A humble “round de town” short drop taxi driver and labourer with the Rio Claro Regional Corporation, Gangadeen says the river reminds him of dark and perilous days when, with a .357 Magnum strapped to his waist, in his master pirogue, he would slice the waters of the Ortoire heading to a marijuana field in the Mafeking jungle. He knew about making guns and selling them too.

Happily married to Barbara now, father of one beloved child, Shellene, owner of a nice home, and counsellor to young men on drug blocks, the river brings back a flood of memories of the “bad man” life Gangadeen once dangerously lived as a young man. The bullet still lodged in his left thigh is a constant reminder too.

But he still tells his story to youth everywhere, pleading with them to give up their guns. Gangadeen’s father was an alcoholic and wife beater, he said, tracing the start of his former criminal career. 

“We never had money to buy food and I dropped out of school in Form Three.

“I lived in the club, gambling, smoking weed, partying. My parents could no longer control me. I cussed them.”

But even during this rebellious time, young Gangadeen, nicknamed “Ranga” by then from the local phrase, “Rango Tango,” was sending one brother to school by cracking coconuts and playing wappie.

“He is a policeman today,” he said.

Gangadeen began cultivating a field “quite up in the forest on the banks” of the Ortoire.

“Other people planting weed nearby had their crops stolen too.”
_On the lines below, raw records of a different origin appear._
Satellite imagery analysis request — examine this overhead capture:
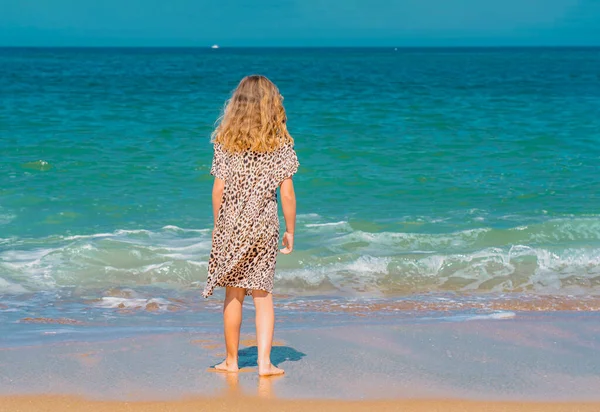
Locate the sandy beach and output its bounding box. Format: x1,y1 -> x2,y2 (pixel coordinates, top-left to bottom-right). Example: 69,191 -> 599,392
0,396 -> 600,412
0,312 -> 600,412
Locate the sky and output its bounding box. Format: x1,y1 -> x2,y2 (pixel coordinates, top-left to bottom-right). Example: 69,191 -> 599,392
0,0 -> 600,47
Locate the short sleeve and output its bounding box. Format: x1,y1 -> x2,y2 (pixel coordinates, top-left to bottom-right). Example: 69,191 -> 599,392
210,143 -> 227,180
277,145 -> 300,184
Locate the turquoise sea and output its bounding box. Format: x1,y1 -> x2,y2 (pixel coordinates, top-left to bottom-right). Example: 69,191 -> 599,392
0,48 -> 600,343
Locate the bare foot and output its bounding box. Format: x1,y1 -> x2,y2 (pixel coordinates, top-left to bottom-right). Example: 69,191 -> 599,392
258,363 -> 285,376
215,360 -> 239,372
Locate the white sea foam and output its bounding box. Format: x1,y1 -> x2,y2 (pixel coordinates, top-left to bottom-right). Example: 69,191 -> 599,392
465,312 -> 517,320
304,221 -> 348,227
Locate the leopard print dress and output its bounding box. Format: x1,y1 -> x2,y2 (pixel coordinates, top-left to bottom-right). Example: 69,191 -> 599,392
203,143 -> 299,298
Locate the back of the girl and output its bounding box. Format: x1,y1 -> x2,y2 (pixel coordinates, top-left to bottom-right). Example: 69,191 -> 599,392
203,76 -> 298,375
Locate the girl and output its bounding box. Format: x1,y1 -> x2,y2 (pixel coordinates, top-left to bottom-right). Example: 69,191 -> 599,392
203,76 -> 298,376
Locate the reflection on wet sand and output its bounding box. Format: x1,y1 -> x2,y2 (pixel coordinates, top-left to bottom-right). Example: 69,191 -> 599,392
258,375 -> 284,399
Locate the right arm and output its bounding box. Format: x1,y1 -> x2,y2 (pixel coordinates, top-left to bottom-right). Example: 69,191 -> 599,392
279,178 -> 296,255
213,177 -> 225,227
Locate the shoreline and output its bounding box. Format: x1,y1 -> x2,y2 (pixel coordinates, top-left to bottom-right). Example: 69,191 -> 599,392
0,313 -> 600,404
0,395 -> 600,412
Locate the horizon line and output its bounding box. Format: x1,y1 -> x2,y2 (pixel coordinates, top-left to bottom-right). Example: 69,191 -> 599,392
0,43 -> 600,50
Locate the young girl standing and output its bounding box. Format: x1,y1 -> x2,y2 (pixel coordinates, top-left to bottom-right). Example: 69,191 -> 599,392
203,76 -> 298,376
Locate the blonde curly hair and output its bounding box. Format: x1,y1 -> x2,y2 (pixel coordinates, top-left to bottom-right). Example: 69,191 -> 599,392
211,75 -> 294,153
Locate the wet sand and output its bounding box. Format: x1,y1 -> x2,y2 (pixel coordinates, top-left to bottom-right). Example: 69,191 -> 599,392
0,396 -> 600,412
0,312 -> 600,406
It was during one of those heists that Gangadeen and his accomplices were sprayed with bullets. He went into business with a big man, bought two pirogues and was even doing business outside T&T.

“Homemade 12- and 16-gauge shotguns were being sold. The parts were bought and welded together. 

“Every week there were orders. Sometimes, up to 96 would sell in one shipment,” he told the T&T Guardian. Gangadeen was accused of even trying to kill a man once. 

“I ended up with a grievious bodily harm case in the High Court.

“When (Yasin) Abu Bakr and his men tried to take over the country in 1990 and burnt down police headquarters in town, I thought my files burn up too and I was a free man.”

The case came back to haunt Gangadeen years later, but by then he was a completely changed man.

“The case was dismissed. I still kneel down and thank God every single day.”

It was when he started using cocaine that everything crashed.

“I sell out everything, brand name clothes, boat. I would spend nights on cocaine blocks smoking and sleeping.”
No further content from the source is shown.